Sunday, October 11, 2009

Death of a Good Man

That 1960s song “what’s it all about?” plays in my mind occasionally as I think – endlessly, it seems – about this event, or series of events really.

It’s been a week since David Dewees, the Jarvis Collegiate teacher who committed suicide after being arrest on charges of luring, and invitation to touch. He was my son’s section head at Pioneer Camp this past summer.
Aidan, 16, revered David. Such a great guy, a good man, so much fun, the most amazing Bible study leader, a gifted teacher so inspiring that Aidan has started to consider that vocation -- the kudos seemed endless.

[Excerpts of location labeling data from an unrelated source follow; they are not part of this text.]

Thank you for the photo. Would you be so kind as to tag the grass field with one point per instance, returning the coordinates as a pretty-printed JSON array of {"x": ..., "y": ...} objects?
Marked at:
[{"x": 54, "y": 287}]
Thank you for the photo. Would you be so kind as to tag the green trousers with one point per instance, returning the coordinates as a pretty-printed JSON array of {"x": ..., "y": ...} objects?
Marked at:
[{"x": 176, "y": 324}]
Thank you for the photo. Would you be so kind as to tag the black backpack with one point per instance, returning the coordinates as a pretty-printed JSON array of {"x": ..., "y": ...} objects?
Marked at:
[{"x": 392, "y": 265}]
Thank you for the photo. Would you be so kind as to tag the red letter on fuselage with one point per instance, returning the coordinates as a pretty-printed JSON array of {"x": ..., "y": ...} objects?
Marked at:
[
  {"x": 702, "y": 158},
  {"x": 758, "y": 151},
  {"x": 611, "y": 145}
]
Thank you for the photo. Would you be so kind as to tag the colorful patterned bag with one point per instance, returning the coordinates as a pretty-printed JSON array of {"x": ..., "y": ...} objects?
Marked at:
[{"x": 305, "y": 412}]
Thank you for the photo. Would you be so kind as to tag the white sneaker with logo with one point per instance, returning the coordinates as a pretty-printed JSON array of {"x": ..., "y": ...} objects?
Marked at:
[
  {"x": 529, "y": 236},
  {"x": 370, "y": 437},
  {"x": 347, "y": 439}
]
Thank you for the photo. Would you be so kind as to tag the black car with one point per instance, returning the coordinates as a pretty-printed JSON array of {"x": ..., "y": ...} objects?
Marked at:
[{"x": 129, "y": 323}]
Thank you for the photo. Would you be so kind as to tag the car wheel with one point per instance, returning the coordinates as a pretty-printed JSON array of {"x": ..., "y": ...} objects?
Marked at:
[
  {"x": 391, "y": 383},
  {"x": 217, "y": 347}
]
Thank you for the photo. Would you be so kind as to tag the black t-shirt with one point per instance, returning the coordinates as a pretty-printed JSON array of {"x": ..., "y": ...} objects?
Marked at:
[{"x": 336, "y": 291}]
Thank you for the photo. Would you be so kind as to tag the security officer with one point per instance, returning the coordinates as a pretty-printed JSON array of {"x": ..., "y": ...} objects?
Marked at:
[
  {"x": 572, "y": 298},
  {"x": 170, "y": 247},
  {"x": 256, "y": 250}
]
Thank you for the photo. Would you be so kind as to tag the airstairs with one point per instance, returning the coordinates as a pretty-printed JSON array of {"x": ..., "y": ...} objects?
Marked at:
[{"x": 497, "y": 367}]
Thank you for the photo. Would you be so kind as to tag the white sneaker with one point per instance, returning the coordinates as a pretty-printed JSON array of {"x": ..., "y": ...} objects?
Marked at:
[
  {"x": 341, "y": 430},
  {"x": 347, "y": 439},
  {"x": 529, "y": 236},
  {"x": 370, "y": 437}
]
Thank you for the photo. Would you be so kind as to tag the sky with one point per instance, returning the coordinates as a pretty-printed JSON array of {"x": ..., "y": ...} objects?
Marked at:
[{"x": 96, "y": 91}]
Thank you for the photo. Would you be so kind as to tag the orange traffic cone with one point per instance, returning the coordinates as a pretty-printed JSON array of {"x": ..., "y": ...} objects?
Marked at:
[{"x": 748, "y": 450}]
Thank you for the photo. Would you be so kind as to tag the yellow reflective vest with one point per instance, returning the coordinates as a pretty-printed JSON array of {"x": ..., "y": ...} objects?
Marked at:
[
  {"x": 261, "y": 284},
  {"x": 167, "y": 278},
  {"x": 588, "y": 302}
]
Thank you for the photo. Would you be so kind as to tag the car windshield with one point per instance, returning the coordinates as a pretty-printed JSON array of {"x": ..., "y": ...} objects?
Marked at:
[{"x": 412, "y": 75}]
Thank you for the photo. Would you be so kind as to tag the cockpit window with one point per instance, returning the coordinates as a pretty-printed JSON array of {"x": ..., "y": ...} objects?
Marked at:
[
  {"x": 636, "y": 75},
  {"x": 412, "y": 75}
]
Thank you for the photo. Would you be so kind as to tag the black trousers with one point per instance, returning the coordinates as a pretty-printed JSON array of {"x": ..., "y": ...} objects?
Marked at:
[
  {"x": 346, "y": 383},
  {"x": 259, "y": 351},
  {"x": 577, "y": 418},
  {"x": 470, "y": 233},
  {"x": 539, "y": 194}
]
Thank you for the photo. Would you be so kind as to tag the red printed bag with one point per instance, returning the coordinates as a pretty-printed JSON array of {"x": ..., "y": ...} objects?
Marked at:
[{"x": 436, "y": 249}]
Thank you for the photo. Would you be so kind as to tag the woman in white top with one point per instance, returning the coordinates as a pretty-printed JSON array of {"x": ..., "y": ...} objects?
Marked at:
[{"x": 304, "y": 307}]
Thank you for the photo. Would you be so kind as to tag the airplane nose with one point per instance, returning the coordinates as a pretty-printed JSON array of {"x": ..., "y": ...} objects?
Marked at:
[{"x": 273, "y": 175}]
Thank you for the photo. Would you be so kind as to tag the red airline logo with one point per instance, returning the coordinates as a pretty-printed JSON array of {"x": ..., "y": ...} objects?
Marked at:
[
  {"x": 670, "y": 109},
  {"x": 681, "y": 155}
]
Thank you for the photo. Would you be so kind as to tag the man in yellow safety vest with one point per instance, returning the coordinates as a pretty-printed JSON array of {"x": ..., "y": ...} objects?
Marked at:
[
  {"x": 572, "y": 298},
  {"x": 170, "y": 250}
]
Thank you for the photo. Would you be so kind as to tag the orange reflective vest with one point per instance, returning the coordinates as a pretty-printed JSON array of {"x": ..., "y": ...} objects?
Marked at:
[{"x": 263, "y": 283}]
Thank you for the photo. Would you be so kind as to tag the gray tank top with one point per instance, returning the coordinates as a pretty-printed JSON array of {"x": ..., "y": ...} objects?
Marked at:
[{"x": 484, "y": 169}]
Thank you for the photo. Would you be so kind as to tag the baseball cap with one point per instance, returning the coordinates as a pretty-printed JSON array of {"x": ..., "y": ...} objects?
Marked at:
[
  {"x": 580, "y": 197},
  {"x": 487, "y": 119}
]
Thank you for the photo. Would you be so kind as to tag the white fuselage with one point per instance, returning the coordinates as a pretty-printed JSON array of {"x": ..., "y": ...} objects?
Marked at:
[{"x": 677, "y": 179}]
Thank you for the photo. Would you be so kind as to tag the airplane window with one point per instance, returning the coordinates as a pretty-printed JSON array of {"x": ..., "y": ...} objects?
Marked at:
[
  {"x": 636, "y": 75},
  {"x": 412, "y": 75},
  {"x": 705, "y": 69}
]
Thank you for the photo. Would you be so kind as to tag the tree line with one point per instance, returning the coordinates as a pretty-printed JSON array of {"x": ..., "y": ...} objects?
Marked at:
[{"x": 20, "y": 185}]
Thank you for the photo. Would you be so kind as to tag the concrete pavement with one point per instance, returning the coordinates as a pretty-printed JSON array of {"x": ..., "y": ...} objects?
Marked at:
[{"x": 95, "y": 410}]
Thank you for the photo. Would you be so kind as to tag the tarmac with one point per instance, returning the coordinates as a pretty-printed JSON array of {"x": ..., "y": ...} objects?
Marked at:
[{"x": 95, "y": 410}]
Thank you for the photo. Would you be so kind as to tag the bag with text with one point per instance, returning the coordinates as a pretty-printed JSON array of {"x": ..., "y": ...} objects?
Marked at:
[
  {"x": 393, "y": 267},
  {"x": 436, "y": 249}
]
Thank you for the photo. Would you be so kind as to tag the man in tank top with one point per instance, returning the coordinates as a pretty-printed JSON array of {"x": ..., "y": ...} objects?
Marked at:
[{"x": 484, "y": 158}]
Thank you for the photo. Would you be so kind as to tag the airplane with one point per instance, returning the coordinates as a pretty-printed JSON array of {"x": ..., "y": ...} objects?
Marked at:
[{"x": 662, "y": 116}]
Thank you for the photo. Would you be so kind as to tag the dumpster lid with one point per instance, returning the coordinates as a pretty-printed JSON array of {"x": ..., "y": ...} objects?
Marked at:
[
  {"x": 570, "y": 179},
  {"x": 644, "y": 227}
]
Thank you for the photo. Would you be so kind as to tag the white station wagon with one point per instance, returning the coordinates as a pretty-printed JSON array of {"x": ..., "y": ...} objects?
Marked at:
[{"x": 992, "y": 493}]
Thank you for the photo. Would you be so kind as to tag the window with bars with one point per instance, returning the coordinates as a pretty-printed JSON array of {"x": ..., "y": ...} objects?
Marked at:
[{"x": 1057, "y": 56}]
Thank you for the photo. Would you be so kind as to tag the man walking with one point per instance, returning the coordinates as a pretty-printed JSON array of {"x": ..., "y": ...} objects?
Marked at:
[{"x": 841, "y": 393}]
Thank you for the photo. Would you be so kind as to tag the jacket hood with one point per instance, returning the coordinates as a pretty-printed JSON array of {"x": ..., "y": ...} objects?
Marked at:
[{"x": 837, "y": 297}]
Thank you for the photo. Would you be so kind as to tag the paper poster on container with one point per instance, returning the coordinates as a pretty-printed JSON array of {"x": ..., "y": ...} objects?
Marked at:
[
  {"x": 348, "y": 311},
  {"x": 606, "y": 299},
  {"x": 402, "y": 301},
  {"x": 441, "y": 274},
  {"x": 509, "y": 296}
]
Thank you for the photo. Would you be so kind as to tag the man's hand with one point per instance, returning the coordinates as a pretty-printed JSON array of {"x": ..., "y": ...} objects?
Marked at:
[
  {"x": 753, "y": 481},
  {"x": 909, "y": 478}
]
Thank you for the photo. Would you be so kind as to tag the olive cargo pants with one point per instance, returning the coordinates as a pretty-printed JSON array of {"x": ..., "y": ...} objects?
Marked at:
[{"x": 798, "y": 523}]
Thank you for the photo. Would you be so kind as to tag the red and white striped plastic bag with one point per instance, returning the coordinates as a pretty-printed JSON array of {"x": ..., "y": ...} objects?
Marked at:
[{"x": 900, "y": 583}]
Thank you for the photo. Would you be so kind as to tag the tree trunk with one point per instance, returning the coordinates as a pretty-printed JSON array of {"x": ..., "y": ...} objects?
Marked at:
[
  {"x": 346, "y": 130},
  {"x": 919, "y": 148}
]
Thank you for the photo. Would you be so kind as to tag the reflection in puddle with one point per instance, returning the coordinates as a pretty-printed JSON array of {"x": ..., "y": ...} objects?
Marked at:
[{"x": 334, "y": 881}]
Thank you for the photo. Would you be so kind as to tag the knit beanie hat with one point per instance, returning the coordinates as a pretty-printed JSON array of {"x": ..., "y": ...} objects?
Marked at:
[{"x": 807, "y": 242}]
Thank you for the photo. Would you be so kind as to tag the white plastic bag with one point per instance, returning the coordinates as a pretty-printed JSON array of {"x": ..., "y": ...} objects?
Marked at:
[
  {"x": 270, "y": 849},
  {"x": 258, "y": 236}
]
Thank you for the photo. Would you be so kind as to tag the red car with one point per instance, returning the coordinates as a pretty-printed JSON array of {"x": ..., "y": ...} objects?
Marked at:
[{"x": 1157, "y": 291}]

The whole affair has taken on huge moral proportions – great men sin (and women) – and where do we find God in it, and where do we find right judgment in it. I bring up the idea of moral dilemma in trying to find ways to discuss this tragic thing to Aidan. The truth must out and yet is the whole truth may be lost to us forever with David’s death. We must protect our children, yes. But what of the hundreds of children whose lives were touched, positively, and changed forever on account of his example? And what of those who will never benefit from his probing questions, his exuberance, his musical genius, his deep and abiding love of Christ? Is David’s life now completely discounted because of his suicide, and even more by what led to it?

We heard things that make for unclear judgments, moral ambiguities, which we aim to examine in both the stark light of God’s truth and the compassion of Christ’s grace. Aidan understands that one must judge another on how he presents himself to us, and not on what others may say. But he and his friends talk and some of them are deeply hurt: “I thought I knew him,” said one. “How could he do this,” cries another.

Aidan has thought about this, and concludes that he can forgive David for being something other than what he may have thought he was. Nobody is two-dimensional, we all have dark sides – witness great King David, who loved God mightily and yet arranged another man’s murder so he could steal his wife.

Aidan doesn’t really understand what made Yukon (Dewees’ camp name) take his own life, but I can imagine: despair, shame, humiliation and the weakness we all suffer from – disbelief that God could possibly bring any good out of this mess.